この作品は「蟠龍方壺」と呼ばれる壺で、口回りに透かし彫りの蛇が網状に施されています。春秋時代中後期に発達した「失蝋【ロストワックス】」という優れた鋳造技法が用いられているからこそ、このような完成度の高い作品ができたのです。壺の耳は四本足の龍の立体彫刻です。頭が180度回転して外側を向いており、私たちが見慣れている東洋の龍とは異なる形状をしています。壺の胴には龍を図案化した龍紋(りゅうもん)や、雲紋雷紋(うんもんらいもん)と呼ばれる幾何学模様が連なる稲妻紋(いなずまもん)が施され、底には一対の虎が壺を支えるように伏しています。立体彫りの低い姿勢の虎は力強く、威嚇するように舌を出し、迫力のある表情をしています。
1923年河南省新鄭市で偶然発掘された「鄭公大墓(ていこうだいぼ)」と呼ばれる御陵は春秋時代中後期の鄭国貴族のお墓です。このお墓から出土した青銅器には東周時代初期の金属工芸の技はもとより、その華麗な装飾と図案には南方諸侯の楚国の文化的影響も見られます。これらの良質な青銅器が出土した後、地元の軍閥と政府は協議の上、河南省博物館の前身となる骨董品保管所を設立しました。

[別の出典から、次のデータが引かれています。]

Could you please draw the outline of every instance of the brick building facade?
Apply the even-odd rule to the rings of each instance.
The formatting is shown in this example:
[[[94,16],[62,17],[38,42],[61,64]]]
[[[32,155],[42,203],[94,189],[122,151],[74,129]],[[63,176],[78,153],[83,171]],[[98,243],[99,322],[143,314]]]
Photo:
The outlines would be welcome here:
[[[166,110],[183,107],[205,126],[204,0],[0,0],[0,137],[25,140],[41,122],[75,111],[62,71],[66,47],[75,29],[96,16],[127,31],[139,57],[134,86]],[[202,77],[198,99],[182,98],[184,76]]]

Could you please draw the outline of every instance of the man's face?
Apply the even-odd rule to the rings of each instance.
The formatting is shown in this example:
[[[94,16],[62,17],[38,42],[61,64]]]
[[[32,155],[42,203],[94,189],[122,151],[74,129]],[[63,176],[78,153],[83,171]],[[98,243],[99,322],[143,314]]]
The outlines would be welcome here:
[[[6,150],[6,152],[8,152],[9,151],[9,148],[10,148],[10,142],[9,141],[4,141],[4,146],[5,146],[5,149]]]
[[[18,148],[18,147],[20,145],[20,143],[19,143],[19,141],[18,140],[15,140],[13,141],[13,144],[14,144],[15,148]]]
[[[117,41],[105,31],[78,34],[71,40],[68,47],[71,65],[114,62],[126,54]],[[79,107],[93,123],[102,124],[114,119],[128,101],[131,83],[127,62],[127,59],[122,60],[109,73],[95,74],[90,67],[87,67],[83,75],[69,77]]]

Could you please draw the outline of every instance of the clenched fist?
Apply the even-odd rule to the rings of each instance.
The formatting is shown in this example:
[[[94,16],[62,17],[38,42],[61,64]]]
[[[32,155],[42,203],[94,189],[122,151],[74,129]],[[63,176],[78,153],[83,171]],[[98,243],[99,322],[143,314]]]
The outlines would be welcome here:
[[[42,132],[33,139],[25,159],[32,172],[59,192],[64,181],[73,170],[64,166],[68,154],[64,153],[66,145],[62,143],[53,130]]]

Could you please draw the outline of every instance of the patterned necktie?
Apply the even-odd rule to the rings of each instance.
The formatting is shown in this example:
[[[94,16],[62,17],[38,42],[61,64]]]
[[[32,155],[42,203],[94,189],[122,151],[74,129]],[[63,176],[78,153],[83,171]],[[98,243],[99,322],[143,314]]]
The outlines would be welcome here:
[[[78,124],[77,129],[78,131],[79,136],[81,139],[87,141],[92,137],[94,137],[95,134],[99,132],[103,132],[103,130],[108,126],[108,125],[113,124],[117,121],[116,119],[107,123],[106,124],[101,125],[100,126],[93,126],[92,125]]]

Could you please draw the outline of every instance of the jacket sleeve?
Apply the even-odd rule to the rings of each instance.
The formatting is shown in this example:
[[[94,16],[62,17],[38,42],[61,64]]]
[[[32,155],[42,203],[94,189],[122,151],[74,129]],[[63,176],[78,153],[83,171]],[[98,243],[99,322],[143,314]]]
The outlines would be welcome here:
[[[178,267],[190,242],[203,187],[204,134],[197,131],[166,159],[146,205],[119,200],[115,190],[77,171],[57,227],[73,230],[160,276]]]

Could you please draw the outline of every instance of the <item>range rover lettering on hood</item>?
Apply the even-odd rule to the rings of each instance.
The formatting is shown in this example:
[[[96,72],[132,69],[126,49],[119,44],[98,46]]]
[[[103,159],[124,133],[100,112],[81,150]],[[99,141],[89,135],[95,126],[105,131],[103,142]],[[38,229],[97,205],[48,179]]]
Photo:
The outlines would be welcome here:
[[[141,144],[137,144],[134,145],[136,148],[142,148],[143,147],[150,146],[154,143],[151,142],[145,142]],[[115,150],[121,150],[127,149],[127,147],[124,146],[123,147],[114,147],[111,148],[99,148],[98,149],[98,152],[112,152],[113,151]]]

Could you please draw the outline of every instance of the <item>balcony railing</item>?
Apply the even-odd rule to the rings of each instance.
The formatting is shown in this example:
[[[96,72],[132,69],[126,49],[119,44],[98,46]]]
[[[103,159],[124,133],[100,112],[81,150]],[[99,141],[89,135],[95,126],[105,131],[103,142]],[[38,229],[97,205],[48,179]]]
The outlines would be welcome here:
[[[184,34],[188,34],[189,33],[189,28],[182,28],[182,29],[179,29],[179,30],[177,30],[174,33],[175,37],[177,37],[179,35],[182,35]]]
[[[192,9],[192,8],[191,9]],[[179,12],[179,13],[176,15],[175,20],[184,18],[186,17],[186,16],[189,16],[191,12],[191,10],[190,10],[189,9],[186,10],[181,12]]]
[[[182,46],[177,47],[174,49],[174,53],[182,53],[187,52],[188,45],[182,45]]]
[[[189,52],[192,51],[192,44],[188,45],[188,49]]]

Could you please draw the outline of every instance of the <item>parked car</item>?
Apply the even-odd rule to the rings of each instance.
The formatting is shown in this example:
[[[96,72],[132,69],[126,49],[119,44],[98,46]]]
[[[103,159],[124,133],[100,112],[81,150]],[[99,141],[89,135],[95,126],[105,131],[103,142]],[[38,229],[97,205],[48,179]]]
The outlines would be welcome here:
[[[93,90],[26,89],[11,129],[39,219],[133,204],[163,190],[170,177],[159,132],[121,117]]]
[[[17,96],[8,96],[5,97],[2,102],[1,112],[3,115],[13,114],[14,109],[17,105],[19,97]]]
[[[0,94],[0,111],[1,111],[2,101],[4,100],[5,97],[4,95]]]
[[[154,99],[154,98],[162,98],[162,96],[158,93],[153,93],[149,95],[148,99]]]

1949年、政府軍と共に一部の青銅器と文化財が台湾に運び込まれました。この時移送された文化財が今日の国立歴史博物館が収蔵するコレクションの要になっています。その中でも代表的な青銅器がこの「蟠龍方壺」で、その精緻で雄大な形状と歴史的価値から、2011年に台湾の国宝に指定されました。